The confidence set $R_\text{Fieller}$ is defined as follows:

\begin{aligned} R_\text{Fieller} = \begin{cases} (-\infty, \infty) &\text{if } q_\text{complete}^2 \leq q^2, \\ (-\infty, \min(\ell_1, \ell_2)] \cup [ \max(\ell_1, \ell_2), \infty) &\text{if } q_\text{exclusive}^2 < q^2 < q_\text{complete}^2, \\ [\min(\ell_1, \ell_2), \max(\ell_1, \ell_2) ] &\text{otherwise.} \end{cases} \end{aligned}

The following result is often known as Fieller’s theorem:

Theorem (Fieller). If $(X, Y)$ is jointly normal, then  $R_{Fieller}$ is an exact confidence region of level $1 - \alpha$ for $\rho$, i.e. $\mathbb{P}_\rho \{ \rho \in R \} = 1 - \alpha$.

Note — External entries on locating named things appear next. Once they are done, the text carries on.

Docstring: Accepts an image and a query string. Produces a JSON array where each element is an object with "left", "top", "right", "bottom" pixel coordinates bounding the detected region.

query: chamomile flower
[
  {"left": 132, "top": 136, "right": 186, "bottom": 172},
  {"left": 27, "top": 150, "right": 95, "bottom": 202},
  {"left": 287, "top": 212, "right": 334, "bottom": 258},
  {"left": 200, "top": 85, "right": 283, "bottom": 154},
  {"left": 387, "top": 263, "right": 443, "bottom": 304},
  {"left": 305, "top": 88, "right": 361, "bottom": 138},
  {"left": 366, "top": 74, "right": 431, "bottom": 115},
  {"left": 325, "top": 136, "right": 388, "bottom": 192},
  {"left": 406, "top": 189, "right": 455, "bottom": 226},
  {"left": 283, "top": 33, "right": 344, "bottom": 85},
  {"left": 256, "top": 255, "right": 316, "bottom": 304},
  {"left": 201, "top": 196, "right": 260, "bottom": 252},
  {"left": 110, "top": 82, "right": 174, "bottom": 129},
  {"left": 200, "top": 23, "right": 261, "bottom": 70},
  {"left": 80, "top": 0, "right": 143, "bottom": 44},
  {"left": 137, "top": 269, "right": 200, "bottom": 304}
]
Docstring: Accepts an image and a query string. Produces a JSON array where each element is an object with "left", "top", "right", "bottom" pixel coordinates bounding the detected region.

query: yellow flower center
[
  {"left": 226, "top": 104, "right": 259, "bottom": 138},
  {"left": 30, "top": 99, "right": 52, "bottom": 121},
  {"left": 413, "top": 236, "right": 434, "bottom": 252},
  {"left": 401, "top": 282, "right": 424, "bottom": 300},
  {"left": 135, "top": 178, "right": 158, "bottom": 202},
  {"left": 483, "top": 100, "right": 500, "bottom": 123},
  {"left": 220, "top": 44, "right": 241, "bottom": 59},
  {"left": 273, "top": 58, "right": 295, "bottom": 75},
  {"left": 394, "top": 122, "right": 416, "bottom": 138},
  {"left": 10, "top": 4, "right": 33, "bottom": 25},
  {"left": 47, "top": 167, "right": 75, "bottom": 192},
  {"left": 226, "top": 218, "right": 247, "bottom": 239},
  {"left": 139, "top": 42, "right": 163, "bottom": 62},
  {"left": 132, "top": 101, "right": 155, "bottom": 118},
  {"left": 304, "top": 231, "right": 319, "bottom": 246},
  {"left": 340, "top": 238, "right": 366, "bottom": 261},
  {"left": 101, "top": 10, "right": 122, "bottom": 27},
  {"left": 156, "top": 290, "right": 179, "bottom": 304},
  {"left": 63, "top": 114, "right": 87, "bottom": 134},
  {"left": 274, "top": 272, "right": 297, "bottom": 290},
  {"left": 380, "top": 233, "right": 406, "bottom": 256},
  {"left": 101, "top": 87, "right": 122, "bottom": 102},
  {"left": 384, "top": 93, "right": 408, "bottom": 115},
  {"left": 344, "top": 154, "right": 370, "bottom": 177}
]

This is Theorem 3 of Reference 2, and there is a short proof of the result there. Of course, if $(X, Y)$ is not jointly normal (which is almost always the case), then Fieller’s confidence sets are no longer exact but approximate.

Fieller’s theorem is also valid in the more general setting where we are given two independent samples $X_1, \dots, X_n$ and $Y_1, \dots, Y_m$ (rather than paired samples), and use unbiased estimators for the means and independent unbiased estimators for the covariances. Reference 2 notes that the degrees of freedom for the $t$ distribution needs to be chosen appropriately in this case.

I like the way Reference 2 explicitly lays out the 3 possibilities for the Fieller confidence set:

\begin{aligned} R_\text{Fieller} = \begin{cases} (-\infty, \infty) &\text{if } q_\text{complete}^2 \leq q^2, \\ (-\infty, \min(\ell_1, \ell_2)] \cup [ \max(\ell_1, \ell_2), \infty) &\text{if } q_\text{exclusive}^2 < q^2 < q_\text{complete}^2, \\ [\min(\ell_1, \ell_2), \max(\ell_1, \ell_2) ] &\text{otherwise.} \end{cases} \end{aligned}

The first case corresponds to the setting where both $\mathbb{E}[X]$ and $\mathbb{E}[Y]$ are close to 0: here, we can’t really conclude anything about the ratio. The second case corresponds to the setting where $\mathbb{E}[Y]$ is close to zero while $\mathbb{E}[X]$ is not: here the ratio is something like $C/\epsilon$ or $-C/\epsilon$ where $C$ is a big constant while $\epsilon$ is small. The final case corresponds to the setting where both quantities are not close to zero. The Wikipedia article for Fieller’s theorem describes the confidence set using a single formula. Even though all 3 cases above are contained within this formula, I found the formula a little misleading because on the surface it looks like the confidence set is always of the form $[a, b]$ for some real numbers $a$ and $b$.

References:

1. Fieller, E. C. (1932). The distribution of the index in a normal bivariate population.
2. Von Luxburg, U., and Franz, V. H. (2009). A geometric approach to confidence sets for ratios: Fieller’s theorem, generalizations and bootstrap.